As their business grew, they also bought eggs from local grocers and sold them in places where greater demand existed. But these weren’t just any eggs. The brothers were committed to providing the best quality eggs to their customers, so they built a new building in 1930 to inspect and grade every single egg. Candling eggs involved holding each egg up to a light, and inspecting the inside to make sure it was of the highest quality. The eggs were weighed, separated by size and placed in small, medium, large, and extra-large cartons by hand.
After delivering their eggs, William and Otto had been returning home with an empty truck. Home canning was popular at the time, and everyone needed sugar, so they decided to back-haul sugar from Madison and Milwaukee and sold it to stores back home. Eventually, they turned an old feed mill building into a sugar warehouse for storage.
In a logical extension of business, Brakebush Brothers began picking up live poultry, dressing and freezing it as a service to their customers. Service and reliability were key factors in the growth of the business. A dressing and freezing facility was built in 1941, and this started the modern Brakebush Brothers, Inc. in the food industry. Working with dressed poultry required a sophisticated freezing system. By 1942, new freezers were added and the first ice-packed poultry was sold from the Brakebush property. Soon whole birds, cut up birds and individual parts were being trucked to grocery stores, meat markets and restaurants.
The plant was expanding, and there were more trucks now, but family, faith, community, and quality continued to be the values that mattered. Everybody helped out in the plant, even little kids. Otto’s son, Carl, remembers weighing chickens- three pounds, four pounds, five pounds- packing them into different-sized boxes as they came off the line, and trucking them to the cooler before they were delivered to customers. When the Brakebush kids were teenagers, they spent their summers working on the line, helping with construction, learning about the trucks, and watching their fathers and the other employees who were running the growing company.
After high school, William’s son Billy completed college at UW- Madison and then went to work at an accounting firm. He and his wife, Nancy, returned home and began working for the family business in 1962. Meanwhile, Otto’s son, Carl, was studying at UW- Madison and serving in the Air National Guard. After graduation in 1968, he took a job at the Wilson Meat packing Plant in Albert Lea, Minnesota. A year later he decided it was time to return to his family’s company, and shortly after, in 1970, he and Judy were married.
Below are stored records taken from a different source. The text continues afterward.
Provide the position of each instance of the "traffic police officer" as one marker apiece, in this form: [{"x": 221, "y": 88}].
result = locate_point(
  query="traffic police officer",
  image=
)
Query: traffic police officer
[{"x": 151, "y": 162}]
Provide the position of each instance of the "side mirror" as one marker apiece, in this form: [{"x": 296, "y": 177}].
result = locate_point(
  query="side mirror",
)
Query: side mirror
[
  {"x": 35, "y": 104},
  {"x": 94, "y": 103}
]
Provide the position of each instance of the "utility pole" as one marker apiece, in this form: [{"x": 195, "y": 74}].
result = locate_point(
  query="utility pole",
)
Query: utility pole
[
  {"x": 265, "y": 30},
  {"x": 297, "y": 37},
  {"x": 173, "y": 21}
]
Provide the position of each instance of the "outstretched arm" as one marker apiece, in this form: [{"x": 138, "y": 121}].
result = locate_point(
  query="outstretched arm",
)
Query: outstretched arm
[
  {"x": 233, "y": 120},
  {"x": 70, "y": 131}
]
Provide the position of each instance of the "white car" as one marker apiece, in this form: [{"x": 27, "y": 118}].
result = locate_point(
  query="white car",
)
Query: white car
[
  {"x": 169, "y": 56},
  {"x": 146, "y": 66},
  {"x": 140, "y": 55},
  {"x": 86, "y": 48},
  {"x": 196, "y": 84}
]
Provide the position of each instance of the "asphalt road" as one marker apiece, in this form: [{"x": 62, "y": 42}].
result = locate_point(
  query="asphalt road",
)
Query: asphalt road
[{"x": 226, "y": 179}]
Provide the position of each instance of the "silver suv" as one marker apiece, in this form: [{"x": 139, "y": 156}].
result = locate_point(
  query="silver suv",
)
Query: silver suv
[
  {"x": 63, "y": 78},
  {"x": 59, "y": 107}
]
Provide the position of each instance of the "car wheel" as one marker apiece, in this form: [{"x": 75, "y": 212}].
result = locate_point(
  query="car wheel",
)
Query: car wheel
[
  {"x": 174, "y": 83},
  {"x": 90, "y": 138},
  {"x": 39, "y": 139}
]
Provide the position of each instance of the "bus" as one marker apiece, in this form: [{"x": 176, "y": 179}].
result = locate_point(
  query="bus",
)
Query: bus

In the late 1960s, Bill Sr., Carl, and Billy were struggling with a changing market. Highways had improved and suppliers in southern states were able to ship partially frozen chickens in freezer trucks to distributors in the north. The company needed a change and Nancy had been experimenting with a cooked breaded chicken process. From that point on, they devoted most of their time and energy to creating and selling cooked chicken products.
Otto continued his work for the company until his death in 1967. William had no plans to retire, continuing to run the company until his death in 1982. From the beginning as a one-room egg candling business, the company has evolved into state-of-the-art poultry processing plants in Westfield, Wisconsin and Wells, Minnesota as well as a portioning plant in Irving, Texas. Today, Brakebush employs nearly 2000 people company-wide with approximately 1100 located in Westfield.
But many things haven’t changed at all. The company still strives to maintain the Brakebush brothers’ values: faith, family, loyalty to employees and community, pride in doing the best job possible, quality of the product, dedication to customers, and commitment to keep the company going for future generations.